O CASO DE ISLA BRYSON Em 2023, na Escócia, um escândalo colocou em evidência o problema anteriormente referido. Adam Graham, condenado a oito ano de prisão por violar duas mulheres em 2016 e 2019, passou a identificar-se como mulher, de seu nome Isla Bryson, enquanto aguardava pela sentença. Segundo noticiou a BBC, em fevereiro de 2023, Bryson foi inicialmente remetida para uma prisão feminina, o que gerou debates acalorados “na sequência de preocupações sobre a segurança de qualquer mulher detida ao lado de um agressor sexual transgénero numa prisão feminina”. Shonna Graham, ex-mulher de Bryson, disse, citada pela BBC, que, a seu ver, “ele é um homem, cometeu o crime como homem… deve cumprir a pena numa prisão de homens”. “A mulher de 31 anos”, revelou ainda a mesma agência de notícias, “disse que, durante a sua relação, nunca houve qualquer sugestão de que o seu marido quisesse tornar-se mulher”.
O caso levou o Governo britânico a rever o quadro jurídico nestas matérias: “Alterámos as regras”, disse um porta-voz do Executivo, citado pelo The Telegraph, “para que as mulheres transexuais que tenham sido condenadas por crimes sexuais ou violentos – ou que mantenham os órgãos genitais masculinos – não possam ser mantidas numa prisão feminina, exceto em circunstâncias verdadeiramente excecionais”.
Existem também outros casos que deixam este conflito bem patente. Por exemplo, após a “Lei Trans” implementada pelo Governo espanhol, vários membros do exército exploraram uma lacuna. “Em Ceuta e Melilla”, escreveu, à data, o diário espanhol El Mundo, “um buraco negro escorre sob a forma de 38 homens, na sua maioria membros do Exército, da Guarda Civil e da Polícia Local e Nacional, que solicitaram uma mudança de sexo para obterem diferentes benefícios, mantendo o seu nome masculino, a sua aparência e o seu estatuto civil”. Da outra margem do Atlântico chegou-nos o caso mediático de Lia Thomas, uma nadadora transgénero que esteve presente em competições femininas e que levou as suas colegas a ameaçar um boicote. No verão do ano passado, Thomas perdeu uma batalha judicial contra a World Aquatics, identidade responsável pela administração de competições internacionais, que “proibiu as mulheres transexuais que tenham passado pela puberdade masculina de competir nas provas femininas”, reportou a NBC.

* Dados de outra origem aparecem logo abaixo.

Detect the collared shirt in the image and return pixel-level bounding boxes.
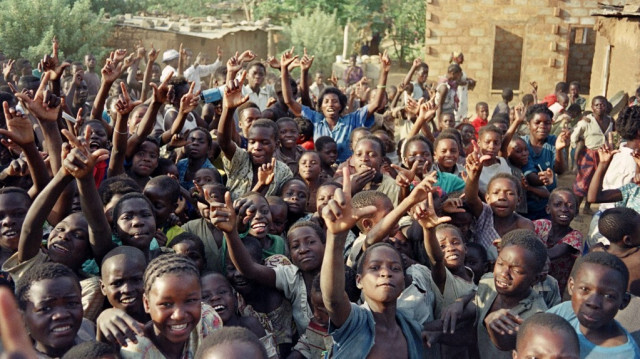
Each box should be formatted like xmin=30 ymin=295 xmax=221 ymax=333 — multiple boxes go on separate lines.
xmin=329 ymin=303 xmax=424 ymax=359
xmin=242 ymin=85 xmax=277 ymax=111
xmin=302 ymin=105 xmax=375 ymax=162
xmin=184 ymin=59 xmax=222 ymax=92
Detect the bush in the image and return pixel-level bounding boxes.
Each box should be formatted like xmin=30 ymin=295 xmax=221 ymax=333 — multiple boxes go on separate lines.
xmin=0 ymin=0 xmax=111 ymax=63
xmin=283 ymin=8 xmax=343 ymax=74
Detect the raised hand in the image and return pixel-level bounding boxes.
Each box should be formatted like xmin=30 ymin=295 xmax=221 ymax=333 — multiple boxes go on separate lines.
xmin=222 ymin=71 xmax=249 ymax=109
xmin=16 ymin=72 xmax=60 ymax=122
xmin=205 ymin=191 xmax=237 ymax=233
xmin=280 ymin=47 xmax=298 ymax=68
xmin=0 ymin=102 xmax=35 ymax=147
xmin=300 ymin=47 xmax=316 ymax=71
xmin=322 ymin=167 xmax=378 ymax=234
xmin=149 ymin=71 xmax=173 ymax=103
xmin=180 ymin=82 xmax=200 ymax=115
xmin=116 ymin=81 xmax=142 ymax=116
xmin=62 ymin=127 xmax=109 ymax=179
xmin=413 ymin=192 xmax=451 ymax=229
xmin=380 ymin=50 xmax=391 ymax=73
xmin=258 ymin=157 xmax=276 ymax=186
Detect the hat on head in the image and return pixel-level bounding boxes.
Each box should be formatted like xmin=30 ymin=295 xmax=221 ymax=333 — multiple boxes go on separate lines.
xmin=162 ymin=49 xmax=180 ymax=62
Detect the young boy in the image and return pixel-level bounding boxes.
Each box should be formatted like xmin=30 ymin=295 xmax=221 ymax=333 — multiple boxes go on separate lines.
xmin=549 ymin=252 xmax=640 ymax=359
xmin=320 ymin=170 xmax=423 ymax=358
xmin=218 ymin=72 xmax=293 ymax=200
xmin=471 ymin=102 xmax=489 ymax=134
xmin=474 ymin=229 xmax=547 ymax=359
xmin=598 ymin=207 xmax=640 ymax=296
xmin=513 ymin=313 xmax=580 ymax=359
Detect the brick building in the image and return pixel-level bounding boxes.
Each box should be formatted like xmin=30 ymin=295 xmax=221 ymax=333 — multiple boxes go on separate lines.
xmin=425 ymin=0 xmax=620 ymax=112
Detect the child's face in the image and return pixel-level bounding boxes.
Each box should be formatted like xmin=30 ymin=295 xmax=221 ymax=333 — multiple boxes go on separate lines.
xmin=440 ymin=113 xmax=456 ymax=128
xmin=0 ymin=192 xmax=29 ymax=252
xmin=464 ymin=247 xmax=487 ymax=283
xmin=493 ymin=245 xmax=539 ymax=298
xmin=116 ymin=198 xmax=156 ymax=253
xmin=547 ymin=191 xmax=576 ymax=226
xmin=200 ymin=273 xmax=237 ymax=323
xmin=278 ymin=121 xmax=300 ymax=148
xmin=144 ymin=185 xmax=178 ymax=226
xmin=311 ymin=291 xmax=329 ymax=327
xmin=100 ymin=254 xmax=145 ymax=314
xmin=507 ymin=139 xmax=529 ymax=168
xmin=47 ymin=213 xmax=90 ymax=269
xmin=436 ymin=228 xmax=467 ymax=269
xmin=185 ymin=131 xmax=209 ymax=159
xmin=404 ymin=141 xmax=433 ymax=175
xmin=87 ymin=122 xmax=109 ymax=151
xmin=24 ymin=277 xmax=83 ymax=357
xmin=173 ymin=240 xmax=205 ymax=271
xmin=485 ymin=178 xmax=518 ymax=217
xmin=476 ymin=105 xmax=489 ymax=121
xmin=298 ymin=152 xmax=322 ymax=181
xmin=568 ymin=263 xmax=629 ymax=333
xmin=353 ymin=140 xmax=382 ymax=173
xmin=193 ymin=168 xmax=218 ymax=186
xmin=247 ymin=126 xmax=276 ymax=165
xmin=144 ymin=273 xmax=202 ymax=346
xmin=249 ymin=196 xmax=273 ymax=238
xmin=238 ymin=108 xmax=261 ymax=137
xmin=269 ymin=204 xmax=288 ymax=236
xmin=287 ymin=227 xmax=324 ymax=272
xmin=356 ymin=246 xmax=404 ymax=304
xmin=513 ymin=325 xmax=580 ymax=359
xmin=436 ymin=138 xmax=460 ymax=171
xmin=318 ymin=142 xmax=338 ymax=166
xmin=529 ymin=113 xmax=551 ymax=142
xmin=460 ymin=125 xmax=476 ymax=144
xmin=316 ymin=186 xmax=337 ymax=213
xmin=478 ymin=131 xmax=502 ymax=159
xmin=282 ymin=181 xmax=309 ymax=214
xmin=131 ymin=141 xmax=160 ymax=177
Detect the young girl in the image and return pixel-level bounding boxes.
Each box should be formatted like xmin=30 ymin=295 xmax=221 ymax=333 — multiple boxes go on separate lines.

INCOMPATIBILIDADE INCONTORNÁVEL “O feminismo”, argumentam os editores do canal História, “tem raízes nas eras mais antigas da civilização humana”. “Normalmente”, continuam, “divide-se em três vagas: o feminismo da primeira vaga, que se ocupa dos direitos de propriedade e do direito de voto; o feminismo da segunda vaga, que se centra na igualdade e na luta contra a discriminação; e o feminismo da terceira vaga, que teve início na década de 1990 como reação à segunda vaga, que privilegiava as mulheres brancas e heterossexuais”. Por outras palavras, o movimento nasceu e desenvolveu-se a partir de um desejo de igualdade entre sexos, mas, e como mostra a terceira vaga, começou a colocar mulheres contra mulheres, dependendo da sua atitude, orientação sexual ou pelo modo de encarar o ativismo feminista.

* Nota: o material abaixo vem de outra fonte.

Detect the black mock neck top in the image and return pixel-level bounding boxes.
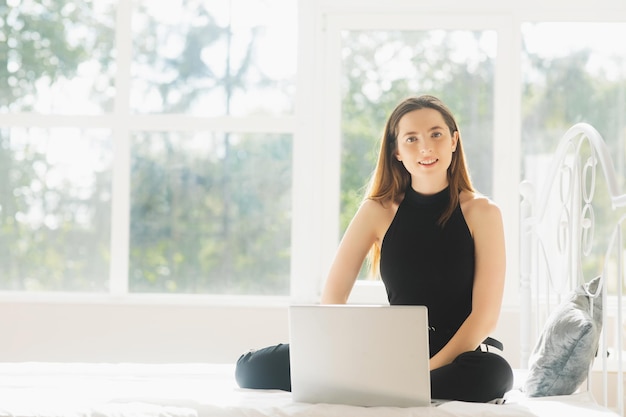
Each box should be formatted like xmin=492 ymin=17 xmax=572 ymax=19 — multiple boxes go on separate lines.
xmin=380 ymin=186 xmax=474 ymax=356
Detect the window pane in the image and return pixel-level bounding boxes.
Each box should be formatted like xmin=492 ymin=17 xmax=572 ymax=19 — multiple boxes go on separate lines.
xmin=131 ymin=0 xmax=297 ymax=116
xmin=522 ymin=22 xmax=626 ymax=286
xmin=129 ymin=132 xmax=292 ymax=295
xmin=0 ymin=129 xmax=112 ymax=291
xmin=0 ymin=0 xmax=115 ymax=114
xmin=341 ymin=30 xmax=497 ymax=256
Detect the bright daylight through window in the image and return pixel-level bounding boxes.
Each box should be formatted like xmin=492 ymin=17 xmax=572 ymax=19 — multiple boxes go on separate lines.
xmin=0 ymin=0 xmax=297 ymax=295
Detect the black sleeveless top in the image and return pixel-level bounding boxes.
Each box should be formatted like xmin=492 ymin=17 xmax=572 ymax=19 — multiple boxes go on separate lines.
xmin=380 ymin=187 xmax=474 ymax=357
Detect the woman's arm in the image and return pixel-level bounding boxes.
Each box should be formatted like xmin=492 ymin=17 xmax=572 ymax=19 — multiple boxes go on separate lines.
xmin=430 ymin=197 xmax=506 ymax=370
xmin=321 ymin=200 xmax=390 ymax=304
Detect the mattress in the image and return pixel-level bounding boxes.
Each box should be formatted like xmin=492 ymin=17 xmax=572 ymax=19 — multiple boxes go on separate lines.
xmin=0 ymin=363 xmax=617 ymax=417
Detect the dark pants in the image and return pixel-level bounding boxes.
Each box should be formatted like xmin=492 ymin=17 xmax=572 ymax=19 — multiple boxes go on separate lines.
xmin=235 ymin=344 xmax=513 ymax=402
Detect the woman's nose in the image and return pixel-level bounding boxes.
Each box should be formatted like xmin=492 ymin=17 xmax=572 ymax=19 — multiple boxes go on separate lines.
xmin=420 ymin=145 xmax=432 ymax=154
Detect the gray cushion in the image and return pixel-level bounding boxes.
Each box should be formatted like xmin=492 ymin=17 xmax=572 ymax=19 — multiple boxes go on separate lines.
xmin=524 ymin=277 xmax=602 ymax=397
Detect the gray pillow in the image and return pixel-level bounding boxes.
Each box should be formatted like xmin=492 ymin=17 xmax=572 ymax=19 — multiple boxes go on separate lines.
xmin=524 ymin=277 xmax=602 ymax=397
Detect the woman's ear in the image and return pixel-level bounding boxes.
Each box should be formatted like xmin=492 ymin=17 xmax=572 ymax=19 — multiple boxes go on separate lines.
xmin=452 ymin=130 xmax=459 ymax=153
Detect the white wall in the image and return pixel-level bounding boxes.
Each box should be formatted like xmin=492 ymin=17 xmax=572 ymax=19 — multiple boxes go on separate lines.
xmin=0 ymin=301 xmax=519 ymax=367
xmin=0 ymin=301 xmax=288 ymax=363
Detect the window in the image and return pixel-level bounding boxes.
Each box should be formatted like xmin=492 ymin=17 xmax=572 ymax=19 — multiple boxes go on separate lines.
xmin=340 ymin=30 xmax=497 ymax=272
xmin=0 ymin=0 xmax=297 ymax=295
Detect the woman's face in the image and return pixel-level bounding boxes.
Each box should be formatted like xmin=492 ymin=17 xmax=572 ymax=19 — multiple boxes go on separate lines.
xmin=396 ymin=108 xmax=459 ymax=193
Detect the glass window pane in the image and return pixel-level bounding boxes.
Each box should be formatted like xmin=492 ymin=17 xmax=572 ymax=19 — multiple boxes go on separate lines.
xmin=0 ymin=0 xmax=115 ymax=114
xmin=0 ymin=129 xmax=112 ymax=292
xmin=341 ymin=30 xmax=497 ymax=272
xmin=522 ymin=22 xmax=626 ymax=286
xmin=129 ymin=132 xmax=292 ymax=295
xmin=131 ymin=0 xmax=297 ymax=116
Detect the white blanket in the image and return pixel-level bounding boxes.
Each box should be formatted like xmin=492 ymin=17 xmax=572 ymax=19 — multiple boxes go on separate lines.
xmin=0 ymin=363 xmax=616 ymax=417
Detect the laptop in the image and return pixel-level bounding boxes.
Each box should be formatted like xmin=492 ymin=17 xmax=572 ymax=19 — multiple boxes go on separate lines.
xmin=289 ymin=305 xmax=431 ymax=407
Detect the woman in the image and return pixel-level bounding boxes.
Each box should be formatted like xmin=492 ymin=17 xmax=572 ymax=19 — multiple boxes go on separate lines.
xmin=236 ymin=95 xmax=513 ymax=402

É também a partir da terceira vaga, que rompe com o chamado feminismo clássico, que a incompatibilidade entre a causa feminista e as causas de género se torna saliente. Enquanto a primeira pretendia igualdade entre homens e mulheres – nas questões mencionadas acima -, sendo que as mulheres continuariam a ser mulheres, mas agora estando em pé de igualdade com os homens, os ativistas pelas segundas poderão estar, mesmo que de forma não propositada, a minar os objetivos primordiais do feminismo.
Desta feita, as polémicas associadas ao género e à sua alegada fluidez, parecem estar longe do fim, devendo ser abordadas com prudência para que, no final de contas, as mulheres não saiam prejudicadas.